期刊
IEEE TRANSACTIONS ON PARALLEL AND DISTRIBUTED SYSTEMS
卷 30, 期 4, 页码 800-813出版社
IEEE COMPUTER SOC
DOI: 10.1109/TPDS.2018.2870389
关键词
Auto-scaling; elasticity; workload forecasting; service demand estimation; IaaS cloud; benchmarking; metrics
资金
- German Research Foundation (DFG) [KO 3445/11-1]
- Swedish Research Council (VR) under the project Cloud Control
- Research Group of the Standard Performance Evaluation Corporation (SPEC)
Auto-scalers for clouds promise stable service quality at low costs when facing changing workload intensity.

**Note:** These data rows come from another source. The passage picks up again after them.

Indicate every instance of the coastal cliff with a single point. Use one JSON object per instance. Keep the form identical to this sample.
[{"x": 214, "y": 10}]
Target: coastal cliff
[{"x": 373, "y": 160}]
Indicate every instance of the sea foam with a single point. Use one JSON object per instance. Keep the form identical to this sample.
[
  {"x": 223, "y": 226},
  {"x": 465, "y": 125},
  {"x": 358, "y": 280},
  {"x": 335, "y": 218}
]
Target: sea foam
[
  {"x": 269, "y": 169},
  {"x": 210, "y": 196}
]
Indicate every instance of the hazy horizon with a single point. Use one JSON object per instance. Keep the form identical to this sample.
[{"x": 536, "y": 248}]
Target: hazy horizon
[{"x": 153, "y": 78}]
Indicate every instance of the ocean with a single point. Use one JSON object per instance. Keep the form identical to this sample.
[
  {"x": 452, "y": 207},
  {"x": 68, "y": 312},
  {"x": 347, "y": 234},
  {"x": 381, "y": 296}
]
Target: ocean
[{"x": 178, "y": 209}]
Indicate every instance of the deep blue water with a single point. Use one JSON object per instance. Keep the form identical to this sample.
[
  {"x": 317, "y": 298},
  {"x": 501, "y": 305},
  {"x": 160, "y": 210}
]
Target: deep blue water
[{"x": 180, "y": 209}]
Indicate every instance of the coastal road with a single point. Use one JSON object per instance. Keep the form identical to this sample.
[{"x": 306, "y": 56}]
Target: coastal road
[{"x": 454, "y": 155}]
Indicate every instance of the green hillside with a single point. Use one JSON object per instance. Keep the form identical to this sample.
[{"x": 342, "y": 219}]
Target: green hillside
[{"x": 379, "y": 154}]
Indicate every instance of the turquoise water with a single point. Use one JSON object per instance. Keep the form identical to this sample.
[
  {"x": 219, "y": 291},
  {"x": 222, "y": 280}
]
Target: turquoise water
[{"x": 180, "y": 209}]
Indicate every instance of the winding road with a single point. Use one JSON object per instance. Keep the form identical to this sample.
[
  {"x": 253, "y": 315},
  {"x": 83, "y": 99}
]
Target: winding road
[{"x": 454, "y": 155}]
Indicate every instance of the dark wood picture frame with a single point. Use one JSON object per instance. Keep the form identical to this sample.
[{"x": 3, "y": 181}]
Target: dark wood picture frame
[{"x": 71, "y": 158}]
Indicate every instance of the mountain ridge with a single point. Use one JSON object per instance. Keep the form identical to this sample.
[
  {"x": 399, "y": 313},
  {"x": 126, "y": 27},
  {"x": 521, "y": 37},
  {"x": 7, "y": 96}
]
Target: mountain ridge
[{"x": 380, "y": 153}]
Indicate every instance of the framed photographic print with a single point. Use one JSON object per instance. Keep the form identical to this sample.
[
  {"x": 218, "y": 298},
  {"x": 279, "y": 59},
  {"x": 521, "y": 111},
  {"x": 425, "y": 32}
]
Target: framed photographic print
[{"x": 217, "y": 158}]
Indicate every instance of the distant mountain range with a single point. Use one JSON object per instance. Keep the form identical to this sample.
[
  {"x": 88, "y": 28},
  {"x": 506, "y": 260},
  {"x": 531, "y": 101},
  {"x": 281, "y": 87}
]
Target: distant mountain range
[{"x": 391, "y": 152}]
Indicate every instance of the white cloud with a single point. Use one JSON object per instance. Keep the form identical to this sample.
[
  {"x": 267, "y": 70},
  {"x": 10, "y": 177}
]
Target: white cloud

The major public cloud providers provide trigger-based auto-scalers based on thresholds. However, trigger-based auto-scaling has reaction times in the order of minutes. Novel auto-scalers from literature try to overcome the limitations of reactive mechanisms by employing proactive prediction methods. However, the adoption of proactive auto-scalers in production is still very low due to the high risk of relying on a single proactive method. This paper tackles the challenge of reducing this risk by proposing a new hybrid auto-scaling mechanism, called Chameleon, combining multiple different proactive methods coupled with a reactive fallback mechanism. Chameleon employs on-demand, automated time series-based forecasting methods to predict the arriving load intensity in combination with run-time service demand estimation to calculate the required resource consumption per work unit without the need for application instrumentation. We benchmark Chameleon against five different state-of-the-art proactive and reactive auto-scalers one in three different private and public cloud environments. We generate five different representative workloads each taken from different real-world system traces. Overall, Chameleon achieves the best scaling behavior based on user and elasticity performance metrics, analyzing the results from 400 hours aggregated experiment time.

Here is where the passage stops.